To retrieve a list of the first twenty matching articles for each year, just click on that point on the graph. QueryPic will once again fire off a request to the API and return the articles ordered by relevance. Click on an article to open it in Trove or Papers Past. To dig deeper just click on the ‘View more in…’ button at the bottom of the list of articles to view all the matching results.
To view a summary of a query just click on the appropriate tab in the right-hand side bar – they’re labelled ‘Query 1’, ‘Query 2’ etc.
The query summary displays some basic metadata about the query, including:
There are also two buttons, one opens up that query in either Trove or DigitalNZ. The other button uses the query to generate a new QueryPic.
By clicking and dragging you can zoom into any section of the graph. Click the ‘Reset zoom’ button to return to the original view.
Click on a label in the legend to temporarily hide a query. This can be useful if you’re comparing multiple queries. Note that when you hide a query the vertical scale is reset to suit the remaining data. This makes it easier to study queries with fewer results.
There are two buttons in the top right-hand corner or every graph. One prints the graph, while the other lets you download the graph as an image in a choice of file formats.
Fuzzy searches expand the number of results returned by truncating or stemming your keywords to match a variety of possible endings. So a search for ‘smile’ would return ‘smiles’, ‘smiling’ and ‘smiley’.
This is great if you’re not exactly sure what you’re looking for – it maximises your chances of discovery.
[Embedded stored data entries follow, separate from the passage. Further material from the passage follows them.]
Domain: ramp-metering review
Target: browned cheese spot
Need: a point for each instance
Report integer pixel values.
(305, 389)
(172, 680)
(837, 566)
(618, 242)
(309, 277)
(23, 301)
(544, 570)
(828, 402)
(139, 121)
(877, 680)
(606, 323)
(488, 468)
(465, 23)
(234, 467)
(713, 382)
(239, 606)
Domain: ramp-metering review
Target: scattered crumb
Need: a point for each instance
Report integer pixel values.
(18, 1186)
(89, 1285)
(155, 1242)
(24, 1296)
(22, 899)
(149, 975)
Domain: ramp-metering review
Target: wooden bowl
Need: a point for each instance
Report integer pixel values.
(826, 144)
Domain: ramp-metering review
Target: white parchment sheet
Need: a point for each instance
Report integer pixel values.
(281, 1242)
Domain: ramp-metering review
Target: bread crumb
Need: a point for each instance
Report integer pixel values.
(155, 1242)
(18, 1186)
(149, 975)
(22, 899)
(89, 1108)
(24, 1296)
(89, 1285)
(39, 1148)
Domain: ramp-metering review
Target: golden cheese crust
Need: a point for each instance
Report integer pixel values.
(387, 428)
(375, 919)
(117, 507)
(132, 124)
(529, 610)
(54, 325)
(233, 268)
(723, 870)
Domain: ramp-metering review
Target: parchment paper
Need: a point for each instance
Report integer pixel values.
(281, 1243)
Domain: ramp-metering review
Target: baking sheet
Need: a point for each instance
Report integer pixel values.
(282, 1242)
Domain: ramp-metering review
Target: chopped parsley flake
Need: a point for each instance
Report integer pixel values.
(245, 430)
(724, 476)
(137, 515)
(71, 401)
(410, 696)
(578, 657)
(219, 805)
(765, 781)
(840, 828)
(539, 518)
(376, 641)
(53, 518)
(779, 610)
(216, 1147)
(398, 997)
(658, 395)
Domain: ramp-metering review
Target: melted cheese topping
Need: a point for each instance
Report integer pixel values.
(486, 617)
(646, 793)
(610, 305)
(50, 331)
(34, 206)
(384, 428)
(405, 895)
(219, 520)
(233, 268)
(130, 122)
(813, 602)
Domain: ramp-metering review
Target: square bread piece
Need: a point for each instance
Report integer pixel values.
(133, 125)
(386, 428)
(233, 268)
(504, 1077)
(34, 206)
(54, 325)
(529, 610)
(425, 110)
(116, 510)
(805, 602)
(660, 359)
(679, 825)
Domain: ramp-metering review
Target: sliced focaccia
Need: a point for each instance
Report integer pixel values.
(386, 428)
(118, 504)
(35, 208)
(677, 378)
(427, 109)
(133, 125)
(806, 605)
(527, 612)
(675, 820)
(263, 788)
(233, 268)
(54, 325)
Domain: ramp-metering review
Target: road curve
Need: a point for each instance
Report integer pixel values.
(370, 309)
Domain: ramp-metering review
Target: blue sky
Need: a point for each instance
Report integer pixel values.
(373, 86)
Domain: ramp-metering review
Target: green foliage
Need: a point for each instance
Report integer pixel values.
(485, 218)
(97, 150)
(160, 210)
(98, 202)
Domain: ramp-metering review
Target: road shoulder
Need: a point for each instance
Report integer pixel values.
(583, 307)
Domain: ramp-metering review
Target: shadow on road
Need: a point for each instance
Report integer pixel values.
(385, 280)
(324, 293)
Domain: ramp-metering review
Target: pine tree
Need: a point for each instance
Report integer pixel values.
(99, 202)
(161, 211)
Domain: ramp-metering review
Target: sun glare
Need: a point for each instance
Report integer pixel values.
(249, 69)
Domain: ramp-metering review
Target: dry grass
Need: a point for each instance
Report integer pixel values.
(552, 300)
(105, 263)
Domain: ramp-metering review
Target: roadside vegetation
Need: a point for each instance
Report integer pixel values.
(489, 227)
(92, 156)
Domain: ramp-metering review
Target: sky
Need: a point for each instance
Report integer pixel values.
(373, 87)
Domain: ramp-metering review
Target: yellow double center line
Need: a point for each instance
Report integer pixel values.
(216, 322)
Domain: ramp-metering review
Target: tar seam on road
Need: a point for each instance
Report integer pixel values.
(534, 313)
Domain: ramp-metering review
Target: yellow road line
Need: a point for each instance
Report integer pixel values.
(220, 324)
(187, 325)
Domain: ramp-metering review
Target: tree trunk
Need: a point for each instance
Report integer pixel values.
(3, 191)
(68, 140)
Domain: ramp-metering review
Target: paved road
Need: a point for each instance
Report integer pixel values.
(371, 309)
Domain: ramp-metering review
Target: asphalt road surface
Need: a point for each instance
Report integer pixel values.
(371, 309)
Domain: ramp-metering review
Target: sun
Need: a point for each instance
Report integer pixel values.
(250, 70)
But if you want to track the occurrence of a particular word or phrase it can be rather annoying.
Both Trove and DigitalNZ include some degree of fuzziness by default. In Trove, the situation is further complicated by the way the indexing handles hyphenated words.
Fuzzy searching can be switched off in Trove by using the ‘fulltext:’ modifier, but it can take a fair bit of trial and error to find out what actually works. The Trove Forum is a useful source of guidance and tips, see for example:
Another trap is that, by default, Trove searches include user-contributed tags and comments. So if you search for ‘World War I’ you’ll get some matches from the period 1914–18 (think about it). This is because some diligent user has added the tag ‘World War I’ to a number of articles from the period. There’s no easy way of avoiding these sorts of anachronisms. Once you become aware of such cases you can explicitly exclude matching tags, but it’s not a wholly satisfactory solution.
The only answer to the problems of fuzzy searching is to experiment with your queries and remain critical of the results.
Make sure your browser’s bookmarks toolbar is visible.
Chrome: View -> Always show bookmarks bar
Firefox: Views -> Toolbars -> Bookmarks toolbar
Safari: Views -> Show bookmarks bar
IE: Tools -> Toolbars -> Favourites
For Chrome, Firefox or Safari, simply click and drag this link – QueryPic – to your bookmarks bar.